The more evenly economic shocks are spread across a currency union as a whole, the less likely it is to drift apart. To a certain extent, a common budget could help cushion shocks that affect individual member states and thus synchronise the economic performance of the individual countries to a larger degree.
But this effect would not be as major as some might hope. Fiscal policy in the United States, for example, only absorbs 10-20 % of economic shocks. Private forms of risk sharing play a much greater role. Integrated capital markets, especially integrated equity markets, smooth cyclical fluctuations between the US states, thus cushioning around 40 % of volatility.
If a business's shareholder base is spread across many different states, so, too, will potential losses ripple out across several states. This absorbs some of the effects on income in the state affected by the shock. And during upturns, these states can benefit from investment opportunities in others.
Taking these steps to make the euro area more robust is a chance that should not go to waste.
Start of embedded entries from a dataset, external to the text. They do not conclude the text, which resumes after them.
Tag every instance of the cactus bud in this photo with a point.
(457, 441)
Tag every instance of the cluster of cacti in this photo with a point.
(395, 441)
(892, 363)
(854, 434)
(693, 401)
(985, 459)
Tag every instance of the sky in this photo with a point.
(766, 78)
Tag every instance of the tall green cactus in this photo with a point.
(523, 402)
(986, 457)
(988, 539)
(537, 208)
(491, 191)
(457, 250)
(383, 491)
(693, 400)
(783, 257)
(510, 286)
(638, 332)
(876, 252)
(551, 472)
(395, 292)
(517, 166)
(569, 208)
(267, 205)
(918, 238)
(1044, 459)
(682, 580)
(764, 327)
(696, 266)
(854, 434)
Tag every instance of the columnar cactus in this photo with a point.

This is why we support the European Commission's efforts to establish a European capital markets union when it comes to harmonising insolvency law in the EU, for example.
4. Concluding remarks
Ladies and gentlemen, John Pemberton developed Coca-Cola to free himself from his morphine addiction. No-one would claim that Coca-Cola carries a greater health risk than opiates.
But, by the same token, few would claim that Coca-Cola is an essential part of a balanced diet.
Ultimately, consuming more caffeine than is compatible with a healthy lifestyle only makes us more vulnerable. And the same is true of using monetary policy as a stimulus. It can be used, just like caffeine, to give the economy a boost. But overindulgence presents risks and side-effects.
A healthy monetary union requires a balance to be struck between action and liability, and economic policy to promote sustainable growth.
A sense of balance is also key in a speech delivered at a stand-up reception, meaning it shouldn't be too long. On that note, all that remains is for me to wish you a pleasant evening and many an interesting discussion.